Tekfen Vakfı, Cumhuriyet’in 85. yılında tarihin tozlu sayfalarında unutulan 12 milli marş bestesini ilk kez bir araya getirdi
1921 yılında, İstiklal Marşı için açılan beste yarışmasına katılan eserler, 24 Ekim’de Lütfi Kırdar’da özel bir konserle seslendirilecek

İstiklal Marşı’nın oluşumu bir serüven. Yıl 1920... Anadolu, heyecan ve umut dolu, küllerinden doğan yeni bir ülkenin doğuşuna tanıklık ediyordu. Ankara’da oluşturulan hükümet, Türk milletinin yepyeni bir heyecanla, kendi geleceğini belirlemek üzere ipleri eline aldığını gösteriyordu.

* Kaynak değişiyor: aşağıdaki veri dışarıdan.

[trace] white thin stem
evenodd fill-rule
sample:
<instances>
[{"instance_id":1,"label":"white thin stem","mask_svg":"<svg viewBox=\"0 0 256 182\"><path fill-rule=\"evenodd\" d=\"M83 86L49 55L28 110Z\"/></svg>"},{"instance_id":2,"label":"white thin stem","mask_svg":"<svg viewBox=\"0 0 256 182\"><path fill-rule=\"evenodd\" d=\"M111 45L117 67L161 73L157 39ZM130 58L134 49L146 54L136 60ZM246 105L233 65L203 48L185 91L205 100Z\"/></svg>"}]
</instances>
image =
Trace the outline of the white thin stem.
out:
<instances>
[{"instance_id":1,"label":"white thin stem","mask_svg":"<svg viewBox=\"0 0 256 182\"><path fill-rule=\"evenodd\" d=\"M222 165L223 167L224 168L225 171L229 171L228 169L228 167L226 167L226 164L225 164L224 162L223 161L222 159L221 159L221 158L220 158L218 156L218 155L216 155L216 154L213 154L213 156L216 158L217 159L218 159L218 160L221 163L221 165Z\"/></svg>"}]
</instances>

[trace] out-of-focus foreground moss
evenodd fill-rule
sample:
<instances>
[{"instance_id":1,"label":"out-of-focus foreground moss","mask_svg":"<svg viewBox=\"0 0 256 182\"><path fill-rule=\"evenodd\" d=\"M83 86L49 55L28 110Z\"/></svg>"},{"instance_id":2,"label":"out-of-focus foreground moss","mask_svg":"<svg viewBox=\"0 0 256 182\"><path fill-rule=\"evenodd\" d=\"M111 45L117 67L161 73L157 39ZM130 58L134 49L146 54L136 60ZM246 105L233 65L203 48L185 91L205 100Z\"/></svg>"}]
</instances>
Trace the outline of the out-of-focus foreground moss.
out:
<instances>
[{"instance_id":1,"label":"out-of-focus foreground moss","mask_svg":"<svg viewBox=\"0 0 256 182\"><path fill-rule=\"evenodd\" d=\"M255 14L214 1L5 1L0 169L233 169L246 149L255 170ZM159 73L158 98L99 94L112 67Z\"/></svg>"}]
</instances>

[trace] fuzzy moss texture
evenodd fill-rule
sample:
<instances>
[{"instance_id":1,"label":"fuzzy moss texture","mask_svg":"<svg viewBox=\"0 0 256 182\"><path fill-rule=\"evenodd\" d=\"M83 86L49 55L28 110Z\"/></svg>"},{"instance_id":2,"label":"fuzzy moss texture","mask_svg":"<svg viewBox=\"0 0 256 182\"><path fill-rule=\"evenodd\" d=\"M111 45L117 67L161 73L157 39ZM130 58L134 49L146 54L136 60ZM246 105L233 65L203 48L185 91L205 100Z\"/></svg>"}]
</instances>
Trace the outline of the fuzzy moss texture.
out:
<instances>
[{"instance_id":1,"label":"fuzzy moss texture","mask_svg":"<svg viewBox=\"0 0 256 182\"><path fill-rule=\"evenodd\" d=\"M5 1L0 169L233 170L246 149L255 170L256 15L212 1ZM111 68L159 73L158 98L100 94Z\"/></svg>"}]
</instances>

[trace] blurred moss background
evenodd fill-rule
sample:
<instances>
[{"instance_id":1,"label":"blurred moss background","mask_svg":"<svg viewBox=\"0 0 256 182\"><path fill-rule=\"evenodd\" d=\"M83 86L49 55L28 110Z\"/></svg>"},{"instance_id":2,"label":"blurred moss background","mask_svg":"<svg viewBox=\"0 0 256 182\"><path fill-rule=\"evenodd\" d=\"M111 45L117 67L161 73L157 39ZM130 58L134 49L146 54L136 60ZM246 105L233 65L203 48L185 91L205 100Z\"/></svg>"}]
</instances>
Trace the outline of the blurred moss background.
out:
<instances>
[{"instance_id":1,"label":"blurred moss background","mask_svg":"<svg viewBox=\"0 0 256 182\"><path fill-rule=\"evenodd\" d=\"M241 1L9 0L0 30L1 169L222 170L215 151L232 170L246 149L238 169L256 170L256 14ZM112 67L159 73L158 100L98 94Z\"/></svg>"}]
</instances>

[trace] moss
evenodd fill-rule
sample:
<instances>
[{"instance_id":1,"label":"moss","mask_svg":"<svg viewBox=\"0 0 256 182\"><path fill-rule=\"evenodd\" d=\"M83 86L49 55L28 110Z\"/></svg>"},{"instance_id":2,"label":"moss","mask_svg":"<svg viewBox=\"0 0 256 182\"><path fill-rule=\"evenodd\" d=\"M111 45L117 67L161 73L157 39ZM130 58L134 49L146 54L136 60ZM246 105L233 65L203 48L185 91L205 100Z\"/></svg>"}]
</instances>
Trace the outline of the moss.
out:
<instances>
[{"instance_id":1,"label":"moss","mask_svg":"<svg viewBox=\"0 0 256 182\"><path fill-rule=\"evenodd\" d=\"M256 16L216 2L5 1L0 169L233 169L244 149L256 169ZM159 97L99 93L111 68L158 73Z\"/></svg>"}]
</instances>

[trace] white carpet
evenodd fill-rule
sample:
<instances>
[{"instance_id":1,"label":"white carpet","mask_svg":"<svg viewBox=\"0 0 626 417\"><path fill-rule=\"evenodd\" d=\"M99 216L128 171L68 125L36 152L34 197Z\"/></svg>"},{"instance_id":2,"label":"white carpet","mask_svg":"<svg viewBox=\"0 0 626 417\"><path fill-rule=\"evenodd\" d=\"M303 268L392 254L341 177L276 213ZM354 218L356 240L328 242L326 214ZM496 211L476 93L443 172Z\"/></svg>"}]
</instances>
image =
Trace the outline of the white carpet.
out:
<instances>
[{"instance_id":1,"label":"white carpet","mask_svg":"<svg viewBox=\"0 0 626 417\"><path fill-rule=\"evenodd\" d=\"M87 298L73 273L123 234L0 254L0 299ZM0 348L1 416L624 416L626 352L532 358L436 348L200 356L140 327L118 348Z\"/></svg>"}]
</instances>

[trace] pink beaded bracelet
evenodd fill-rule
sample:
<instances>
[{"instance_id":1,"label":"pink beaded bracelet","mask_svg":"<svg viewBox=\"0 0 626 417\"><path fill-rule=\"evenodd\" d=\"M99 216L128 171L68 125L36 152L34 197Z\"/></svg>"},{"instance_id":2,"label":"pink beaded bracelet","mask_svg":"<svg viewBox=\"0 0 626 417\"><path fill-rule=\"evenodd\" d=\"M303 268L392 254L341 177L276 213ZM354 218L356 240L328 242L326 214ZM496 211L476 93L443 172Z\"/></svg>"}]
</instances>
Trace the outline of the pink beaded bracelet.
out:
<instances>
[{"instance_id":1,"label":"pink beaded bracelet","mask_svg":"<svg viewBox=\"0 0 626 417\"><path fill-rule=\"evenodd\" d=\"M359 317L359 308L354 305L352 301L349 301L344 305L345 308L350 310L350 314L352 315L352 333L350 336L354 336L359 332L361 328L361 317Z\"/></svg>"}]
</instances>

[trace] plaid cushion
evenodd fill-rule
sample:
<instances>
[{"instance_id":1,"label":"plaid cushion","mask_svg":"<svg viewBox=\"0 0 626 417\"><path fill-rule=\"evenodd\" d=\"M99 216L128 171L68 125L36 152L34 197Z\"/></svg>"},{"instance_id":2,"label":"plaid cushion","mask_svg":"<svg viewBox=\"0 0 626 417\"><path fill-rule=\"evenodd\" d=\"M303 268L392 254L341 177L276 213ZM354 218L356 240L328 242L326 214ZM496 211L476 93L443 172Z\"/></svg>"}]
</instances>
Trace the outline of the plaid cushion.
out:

Ankara’da milli heyecanın doruğa ulaştığı yer, 23 Nisan 1920 tarihinde kurulan Millet Meclisi’ydi. Mustafa Kemal Paşa’nın yayınladığı bir bildiriyle, 23 Nisan 1920 Cuma sabahı erken saatlerde, Ankara’da bulunan herkes Meclis binası çevresinde toplanmıştı. Halk, bundan böyle İstanbul’daki padişah tarafından değil, kendi iradesini temsil eden Ankara hükümeti tarafından yönetilmek istediğini açıkça ortaya koymuştu. Bu yeni düzende yapılması gereken çok şey, atılması gereken çok adım vardı. Bunlardan biri de, artık milletin hep bir ağızdan söyleyip bütünleşeceği bir milli marşın tespit edilmesiydi.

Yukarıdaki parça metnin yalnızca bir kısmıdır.